The New York Civil Liberties Union announced Wednesday that New York City officials signed an agreement Tuesday that the New York Police Department will no longer store the names of people who are stopped, arrested or issued a summons when those cases are dismissed or resolved with a fine for a noncriminal violation.
The settlement was part of a 2010 lawsuit brought on behalf of hundreds of thousands of New Yorkers who were targeted by the NYPD for criminal investigations, reportedly because they had been previously stopped and frisked by the police.
Christopher Dunn is the associate legal director of the NYCLU and was lead counsel in the case. He said that “Though much still needs to be done, this settlement is an important step toward curbing the impact of abusive stop-and-frisk practices.”
Dunn explained that “The problem with the database was that it had hundreds of thousands of people in it who had never committed any crime, and yet the department was using the database to conduct criminal investigations.
“An entire population is being marked as criminal suspects merely because they’ve been stopped and frisked,” he said, explaining that a majority of the people in the database were Black and Hispanic males.

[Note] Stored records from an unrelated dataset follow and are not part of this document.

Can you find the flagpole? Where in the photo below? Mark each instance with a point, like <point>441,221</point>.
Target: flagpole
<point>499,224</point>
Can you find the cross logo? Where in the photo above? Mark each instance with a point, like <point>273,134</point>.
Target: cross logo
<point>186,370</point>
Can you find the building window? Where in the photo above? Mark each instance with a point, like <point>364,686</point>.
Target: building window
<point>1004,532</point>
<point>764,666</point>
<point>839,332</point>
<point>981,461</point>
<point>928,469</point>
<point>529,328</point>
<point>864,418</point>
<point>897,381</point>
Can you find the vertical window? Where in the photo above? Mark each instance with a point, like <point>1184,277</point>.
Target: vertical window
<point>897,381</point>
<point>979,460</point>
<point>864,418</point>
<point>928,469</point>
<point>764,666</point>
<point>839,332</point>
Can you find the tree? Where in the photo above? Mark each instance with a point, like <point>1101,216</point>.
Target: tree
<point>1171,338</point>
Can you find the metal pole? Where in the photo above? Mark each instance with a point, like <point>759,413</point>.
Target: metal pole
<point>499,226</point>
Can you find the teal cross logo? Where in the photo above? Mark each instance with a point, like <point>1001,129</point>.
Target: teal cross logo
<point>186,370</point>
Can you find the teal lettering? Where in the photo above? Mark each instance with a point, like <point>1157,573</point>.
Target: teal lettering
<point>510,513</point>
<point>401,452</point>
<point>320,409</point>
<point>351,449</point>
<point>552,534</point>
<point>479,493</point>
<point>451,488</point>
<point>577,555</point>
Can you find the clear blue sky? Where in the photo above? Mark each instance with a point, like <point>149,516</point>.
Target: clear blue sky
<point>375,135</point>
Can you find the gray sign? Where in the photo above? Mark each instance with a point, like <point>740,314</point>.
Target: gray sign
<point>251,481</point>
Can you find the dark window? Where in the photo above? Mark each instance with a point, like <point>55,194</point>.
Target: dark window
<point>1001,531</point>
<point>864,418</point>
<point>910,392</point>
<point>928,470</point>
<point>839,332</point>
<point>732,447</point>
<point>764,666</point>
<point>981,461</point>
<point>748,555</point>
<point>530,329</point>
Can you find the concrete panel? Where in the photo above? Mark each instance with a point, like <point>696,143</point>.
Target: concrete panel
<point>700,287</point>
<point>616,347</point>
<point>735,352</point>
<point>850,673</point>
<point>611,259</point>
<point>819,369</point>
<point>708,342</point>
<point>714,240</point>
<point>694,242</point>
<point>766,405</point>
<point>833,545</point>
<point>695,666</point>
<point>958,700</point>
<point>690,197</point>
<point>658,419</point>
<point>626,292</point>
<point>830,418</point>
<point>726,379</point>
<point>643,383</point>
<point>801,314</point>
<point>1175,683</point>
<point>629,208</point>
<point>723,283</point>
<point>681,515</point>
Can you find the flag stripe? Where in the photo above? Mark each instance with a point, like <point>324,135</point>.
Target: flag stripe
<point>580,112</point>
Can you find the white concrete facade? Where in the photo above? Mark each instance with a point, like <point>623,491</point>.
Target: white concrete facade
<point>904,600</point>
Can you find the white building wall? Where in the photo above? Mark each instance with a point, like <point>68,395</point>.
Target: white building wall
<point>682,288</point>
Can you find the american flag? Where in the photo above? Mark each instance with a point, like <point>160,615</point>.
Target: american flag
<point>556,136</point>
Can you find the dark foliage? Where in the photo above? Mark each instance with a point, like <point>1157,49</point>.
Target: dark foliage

As Mint Press News previously reported, of the some 5 million people that have been subjected to this controversial program, 84 percent were Black or Latino, and reports from the NYPD itself indicate that 9 out of 10 New Yorkers who were stopped as part of the stop-and-frisk program were innocent.
While the NYPD has continued to target Blacks at a disproportionate rate, Russia Today reported that White people stopped and frisked by the NYPD were more often to be found in possession of weapons and drugs than any other race. According to the NYPD, weapons were found in one out of every 49 stops of white New Yorkers, while weapons were found in every 71 stops of Latinos, and 93 stops for Blacks.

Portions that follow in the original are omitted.